The first is that the "global guerillas" of 4GW will use "systems disruption" to inflict massive damage on states at little cost to themselves. Modern states depend on the functioning of numerous overlaid networks -- fuel pipelines, electric grids, etc. -- which have critical linkages that are subject to attack. Robb writes:

"To global guerillas, the point of greatest emphasis is the systempunkt. It is a point in the system ... that will collapse the target system if it is destroyed. Within an infrastructure system, this collapse takes the form of disrupted flows that result in financial loss or supply shortages. Within a market, the result is a destabilization of the psychology of the marketplace that will introduce severe inefficiencies and chaos.

"Our problem is that the global guerillas we see in the long tail of this global insurgency are quickly learning how to detect and attack systempunkts."
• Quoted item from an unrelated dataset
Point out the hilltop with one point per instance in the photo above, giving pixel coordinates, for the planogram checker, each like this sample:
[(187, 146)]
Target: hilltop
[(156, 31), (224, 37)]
Here, I think John Robb's U.S. Air Force background may mislead him to an extent. Air forces have long believed that the bombing of critical nodes in an enemy's military, communications or economic systems can win wars; American air raids on German ball-bearing plants in World War II are a famous example. In reality, it seldom works because the enemy's rerouting, redundancy and repair capabilities enable him to work around the destruction. Robb is right that such destruction can increase costs, but wartime psychology can absorb higher costs. War trumps peacetime balance sheets.

Robb's second strategic observation I think is wholly correct: 4GW forces gain enormous strength from operating on an open-source basis. Anyone can play, a shared vision replaces top-down control, and methods evolve rapidly through lateral communication.

A great description of the dynamics of OSW, or Open Source Warfare, is a bazaar. People are trading, haggling, copying and sharing. To an outsider it can look chaotic. It's so different from the quiet intensity and strict order of the cathedral-like Pentagon. This dynamic may be why Arab groups were some of the first guerilla movements to pick up on this new method and apply it to warfare.

The combination of post-modern Open Source Warfare and pre-modern, non-state primary loyalties leads to the third observation, that 4GW turns globalization against itself.

My conclusion is that globalization is quickly layering new skill sets on ancient mindsets. Warriors, in our current context of global guerillas, are not merely lazy and monosyllabic primitives. They are wired, educated and globally mobile. They build complex supply chains, benefit from global money flows, travel globally, innovate with technology and attack shrewdly.

Finally, Robb correctly finds the antidote to 4GW not in Soviet-style state structures such as the Department of Homeland Security, but in decentralization. What Robb calls "dynamic decentralized resilience" means that, in concrete terms, security is again to be found close to home. Local police departments, local sources of energy such as roof-top solar arrays -- I would add local farms that use sustainable agricultural practices -- are the key to dealing with system perturbations. To the extent we depend on large, globalist, centralized networks we are insecure. Robb foresees that as state structures fail.

Members of the middle class will take matters into their own hands by forming suburban collectives to share the costs of security -- as they do now with education -- and shore up delivery of critical services. These "armored suburbs" will deploy and maintain backup generators and communications links; they will be patrolled by civilian police auxiliaries that have received corporate training and boost their own state-of-the-art emergency response systems.

If this all sounds a bit like what happened as the Roman Empire fell, it should. The empire in this case is not America or even the West, but the state system and the force that produced the state, the modern age. Modernity shot itself in the head in 1914. How much longer ought we expect the body to live?

(William S. Lind is director for the Center for Cultural Conservatism for the Free Congress Foundation. The views expressed do not necessarily reflect those of United Press International.)

Source: United Press International


----------